History

Great Britain
- Name: Sovereign
- Builder: Edward Mosley, Howdon
- Launched: 1789
- Fate: Wrecked 22 January 1804

General characteristics
- Tons burthen: 382, or 395, or 430 (bm)
- Complement: 49
- Armament: 1803:8 × 4&12-pounder guns; 1804:10 guns + 2 × 12-pounder carronades;

= Sovereign (1789 ship) =

Sovereign was launched at Newcastle in 1789. She traded between London and South Carolina and then as a transport. In 1802 she became a Guineaman, i.e., a slave ship, in the triangular trade in enslaved people. She wrecked on 22 January 1804, as she was returning from the West Indies where she had landed her captives at Trinidad.

==Career==
Sovereign first appeared in Lloyd's Register (LR) in 1789.
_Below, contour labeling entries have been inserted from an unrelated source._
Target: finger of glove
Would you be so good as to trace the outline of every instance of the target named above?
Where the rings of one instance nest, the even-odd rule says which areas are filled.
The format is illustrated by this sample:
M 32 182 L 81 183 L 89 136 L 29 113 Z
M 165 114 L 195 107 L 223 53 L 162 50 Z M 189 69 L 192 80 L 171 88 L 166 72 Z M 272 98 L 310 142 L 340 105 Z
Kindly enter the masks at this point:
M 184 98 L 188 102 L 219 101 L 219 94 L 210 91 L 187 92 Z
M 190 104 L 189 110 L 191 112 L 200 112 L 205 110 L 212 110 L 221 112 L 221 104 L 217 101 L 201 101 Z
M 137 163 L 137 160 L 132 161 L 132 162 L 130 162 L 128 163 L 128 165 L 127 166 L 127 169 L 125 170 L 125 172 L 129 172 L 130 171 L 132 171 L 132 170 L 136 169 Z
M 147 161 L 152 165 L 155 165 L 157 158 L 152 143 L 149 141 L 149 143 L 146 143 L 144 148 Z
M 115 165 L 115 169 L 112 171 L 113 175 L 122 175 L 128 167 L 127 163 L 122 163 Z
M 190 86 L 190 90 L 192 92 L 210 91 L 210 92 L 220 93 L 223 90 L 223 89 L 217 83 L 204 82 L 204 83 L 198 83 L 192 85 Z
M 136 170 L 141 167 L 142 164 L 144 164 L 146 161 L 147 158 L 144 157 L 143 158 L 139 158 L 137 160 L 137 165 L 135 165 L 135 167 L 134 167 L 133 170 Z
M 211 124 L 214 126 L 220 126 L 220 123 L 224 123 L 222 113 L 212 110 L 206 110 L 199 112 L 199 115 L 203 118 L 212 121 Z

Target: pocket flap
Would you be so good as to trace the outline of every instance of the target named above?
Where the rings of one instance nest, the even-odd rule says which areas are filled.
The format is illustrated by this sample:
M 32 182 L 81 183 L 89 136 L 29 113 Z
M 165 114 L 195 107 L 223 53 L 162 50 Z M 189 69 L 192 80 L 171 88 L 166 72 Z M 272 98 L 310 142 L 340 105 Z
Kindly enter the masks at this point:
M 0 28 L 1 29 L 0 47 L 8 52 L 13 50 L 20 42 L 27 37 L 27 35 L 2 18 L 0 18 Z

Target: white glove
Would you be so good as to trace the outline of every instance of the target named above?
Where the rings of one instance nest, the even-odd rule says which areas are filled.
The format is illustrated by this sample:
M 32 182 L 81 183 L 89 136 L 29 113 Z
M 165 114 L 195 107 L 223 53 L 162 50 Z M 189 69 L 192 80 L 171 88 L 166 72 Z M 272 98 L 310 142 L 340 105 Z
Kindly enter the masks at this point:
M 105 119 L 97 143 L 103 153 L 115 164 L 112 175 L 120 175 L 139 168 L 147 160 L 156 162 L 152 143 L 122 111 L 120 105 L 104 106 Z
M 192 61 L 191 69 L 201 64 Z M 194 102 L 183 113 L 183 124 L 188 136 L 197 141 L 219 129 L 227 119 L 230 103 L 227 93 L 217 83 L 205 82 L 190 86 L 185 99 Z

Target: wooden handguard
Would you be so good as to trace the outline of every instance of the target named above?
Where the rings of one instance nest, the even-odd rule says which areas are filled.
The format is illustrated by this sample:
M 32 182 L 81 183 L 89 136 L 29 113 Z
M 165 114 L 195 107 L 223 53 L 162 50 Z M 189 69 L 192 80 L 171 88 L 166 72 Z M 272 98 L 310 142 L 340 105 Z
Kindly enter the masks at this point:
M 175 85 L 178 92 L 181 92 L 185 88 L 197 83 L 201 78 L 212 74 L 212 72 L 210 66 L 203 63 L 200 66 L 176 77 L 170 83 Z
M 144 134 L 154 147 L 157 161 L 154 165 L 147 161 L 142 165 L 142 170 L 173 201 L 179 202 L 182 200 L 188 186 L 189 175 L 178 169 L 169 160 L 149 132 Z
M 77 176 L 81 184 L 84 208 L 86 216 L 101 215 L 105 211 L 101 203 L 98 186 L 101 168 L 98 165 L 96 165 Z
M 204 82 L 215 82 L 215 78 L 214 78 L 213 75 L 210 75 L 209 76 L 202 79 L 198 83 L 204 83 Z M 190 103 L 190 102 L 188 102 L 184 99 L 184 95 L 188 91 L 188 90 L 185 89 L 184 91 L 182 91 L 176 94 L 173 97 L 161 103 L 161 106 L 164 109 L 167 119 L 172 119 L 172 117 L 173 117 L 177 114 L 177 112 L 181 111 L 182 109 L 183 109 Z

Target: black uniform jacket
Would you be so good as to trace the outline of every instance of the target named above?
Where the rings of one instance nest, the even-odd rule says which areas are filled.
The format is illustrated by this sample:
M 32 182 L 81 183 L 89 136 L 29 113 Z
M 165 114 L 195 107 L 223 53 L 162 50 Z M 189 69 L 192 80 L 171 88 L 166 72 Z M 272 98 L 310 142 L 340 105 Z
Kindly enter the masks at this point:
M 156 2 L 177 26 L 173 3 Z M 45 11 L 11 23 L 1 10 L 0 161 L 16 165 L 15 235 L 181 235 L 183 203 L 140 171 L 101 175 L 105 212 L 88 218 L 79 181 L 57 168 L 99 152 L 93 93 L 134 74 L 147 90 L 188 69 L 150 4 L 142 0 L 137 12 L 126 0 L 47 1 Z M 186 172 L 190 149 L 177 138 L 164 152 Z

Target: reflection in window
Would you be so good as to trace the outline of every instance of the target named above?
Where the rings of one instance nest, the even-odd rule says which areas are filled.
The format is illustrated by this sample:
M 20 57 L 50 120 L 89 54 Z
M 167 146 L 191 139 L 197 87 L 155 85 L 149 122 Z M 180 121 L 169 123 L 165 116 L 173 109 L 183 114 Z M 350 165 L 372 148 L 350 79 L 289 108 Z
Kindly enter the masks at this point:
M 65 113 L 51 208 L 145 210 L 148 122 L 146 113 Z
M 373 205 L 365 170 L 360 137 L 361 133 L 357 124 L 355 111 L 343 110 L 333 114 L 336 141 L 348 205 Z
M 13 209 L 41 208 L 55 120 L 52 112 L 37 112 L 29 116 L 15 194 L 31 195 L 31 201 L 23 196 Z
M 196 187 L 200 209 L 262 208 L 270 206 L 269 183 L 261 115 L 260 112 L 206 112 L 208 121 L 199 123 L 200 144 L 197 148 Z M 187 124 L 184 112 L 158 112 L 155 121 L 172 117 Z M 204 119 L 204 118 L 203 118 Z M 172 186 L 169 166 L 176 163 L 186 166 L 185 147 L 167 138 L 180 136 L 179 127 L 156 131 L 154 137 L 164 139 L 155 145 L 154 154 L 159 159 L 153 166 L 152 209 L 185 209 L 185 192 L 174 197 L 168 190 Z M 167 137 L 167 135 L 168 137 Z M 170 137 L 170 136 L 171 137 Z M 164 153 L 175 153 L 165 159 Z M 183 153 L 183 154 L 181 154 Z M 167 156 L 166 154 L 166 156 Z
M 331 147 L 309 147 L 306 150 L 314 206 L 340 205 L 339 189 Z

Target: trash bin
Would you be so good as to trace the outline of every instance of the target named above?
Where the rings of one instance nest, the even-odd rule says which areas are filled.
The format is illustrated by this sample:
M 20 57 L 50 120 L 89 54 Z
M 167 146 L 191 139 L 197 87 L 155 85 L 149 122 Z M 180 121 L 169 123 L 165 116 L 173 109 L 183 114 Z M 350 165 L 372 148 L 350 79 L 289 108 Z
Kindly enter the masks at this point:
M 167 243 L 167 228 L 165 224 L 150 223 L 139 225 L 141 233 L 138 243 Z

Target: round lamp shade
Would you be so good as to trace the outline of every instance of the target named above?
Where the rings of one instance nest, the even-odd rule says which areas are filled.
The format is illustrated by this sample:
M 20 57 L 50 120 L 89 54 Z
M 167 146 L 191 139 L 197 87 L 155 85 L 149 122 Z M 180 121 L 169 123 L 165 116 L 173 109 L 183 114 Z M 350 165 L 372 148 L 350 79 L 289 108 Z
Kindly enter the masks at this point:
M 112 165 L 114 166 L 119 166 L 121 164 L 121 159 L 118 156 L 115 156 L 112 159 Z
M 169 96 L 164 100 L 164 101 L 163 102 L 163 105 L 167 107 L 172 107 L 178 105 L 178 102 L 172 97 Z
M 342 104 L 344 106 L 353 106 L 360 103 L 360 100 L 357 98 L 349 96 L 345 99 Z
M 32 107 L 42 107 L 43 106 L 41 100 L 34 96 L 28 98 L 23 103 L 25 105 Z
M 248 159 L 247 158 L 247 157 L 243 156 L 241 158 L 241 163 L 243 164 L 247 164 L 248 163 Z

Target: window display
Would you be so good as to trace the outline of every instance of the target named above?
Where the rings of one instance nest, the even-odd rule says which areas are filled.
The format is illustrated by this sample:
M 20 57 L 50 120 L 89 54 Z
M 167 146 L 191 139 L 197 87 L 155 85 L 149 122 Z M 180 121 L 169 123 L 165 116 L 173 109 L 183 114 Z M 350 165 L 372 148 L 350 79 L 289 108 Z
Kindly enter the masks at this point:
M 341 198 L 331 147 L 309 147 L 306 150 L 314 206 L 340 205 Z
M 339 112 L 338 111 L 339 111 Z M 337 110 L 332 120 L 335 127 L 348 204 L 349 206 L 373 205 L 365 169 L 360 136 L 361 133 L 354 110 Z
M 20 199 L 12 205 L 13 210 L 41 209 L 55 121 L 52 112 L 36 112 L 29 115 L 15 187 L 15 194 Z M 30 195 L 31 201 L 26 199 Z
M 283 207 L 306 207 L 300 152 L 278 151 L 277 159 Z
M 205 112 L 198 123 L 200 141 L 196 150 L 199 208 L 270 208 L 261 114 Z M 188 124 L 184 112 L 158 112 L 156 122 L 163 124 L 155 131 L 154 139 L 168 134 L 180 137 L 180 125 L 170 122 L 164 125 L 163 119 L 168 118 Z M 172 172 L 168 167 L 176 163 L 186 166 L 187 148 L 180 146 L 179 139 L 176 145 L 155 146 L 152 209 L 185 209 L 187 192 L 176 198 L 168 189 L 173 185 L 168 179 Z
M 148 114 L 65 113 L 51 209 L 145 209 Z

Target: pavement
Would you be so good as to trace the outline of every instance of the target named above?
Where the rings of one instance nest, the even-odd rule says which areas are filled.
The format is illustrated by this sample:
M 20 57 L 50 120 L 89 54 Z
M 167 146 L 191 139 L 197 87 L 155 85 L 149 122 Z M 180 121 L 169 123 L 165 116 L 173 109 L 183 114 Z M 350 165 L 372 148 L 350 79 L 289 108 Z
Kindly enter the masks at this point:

| Year | Master | Owner | Trade | Source |
|---|---|---|---|---|
| 1789 | J.Benn | Brown | London–South Carolina | LR |

On 19 November 1791 as Sovereign was returning to London, she came across a brig on her side at . The brig had been abandoned and a strong wind was causing the seas to break over her. Sovereign arrived in the Downs on 26 November.

Lloyd's List reported on 14 November 1794, that Sovereign, Benn, master, was one of seven transports that had sailed to Toulon from Corsica as cartels, carrying prisoners. The transports were presumably carrying prisoners from the British capture of Corsica. When the vessels arrived at Toulon, the French detained them.

| Year | Master | Owner | Trade | Source |
|---|---|---|---|---|
| 1795 | J.Benn | Brown | London–South Carolina | LR |
| 1800 | Balmano | Brown & Co. | London transport | LR |
| 1802 | Balmano J.Ward | Brown & Co. | London transport London–Africa | LR |

Voyage transporting enslaved people (1802–Loss): Captain John Ward sailed from London on 7 November 1802. In 1802, 155 vessels sailed from English ports to Africa to acquire and transport enslaved people; 15 of these vessels sailed from London.

Sovereign acquired captives at Bonny. Ward was issued a letter of marque on 2 July 1803, but by that time he was dead. Lloyd's List (LL) reported on 3 September 1803, that Sovereign, late Ward, had arrived at Suriname from Africa and was bound for Trinidad. Ward had died while Sovereign was in Africa. She arrived at Trinidad on 22 July 1803 with 319 captives.

==Fate==
On 22 January 1804, Sovereign, B.Richardson, master, struck the Smith's Rocks, a submerged reef in the Irish Sea off Ballycotton, County Cork. She was about a mile from shore as she was coming from Trinidad and Tortola to London. She foundered within 10 minutes of striking the rock with most on board drowning. Casualty counts differed by report. One stated that eight of 37 people on board were saved. Another stated that 31 of the 40 people on board were lost. A third stated nine out of 35 were saved. Four of the people on board were passengers, three or four of whom were saved. She was carrying sugar, coffee, indigo, hides, and elephants' teeth (ivory).

By one account, five local men, led by a Dennis Flinn, took a boat out. Because of the weather, it took them several hours to reach the wreck even though it was not far away. When they reached the wreck they were able to rescue five men who had taken to one of her masts. Shortly thereafter, the mast fell overboard. When the weather abated, people on shore launched boats to retrieve whatever flotsam they could, to secret it.

In 1804, some 30 British vessels in the triangular trade were lost. At least one of these was lost on the homeward leg of her voyage. During the period 1793 to 1807, war, rather than maritime hazards or resistance by the captives, was the greatest cause of vessel losses among British enslaving vessels.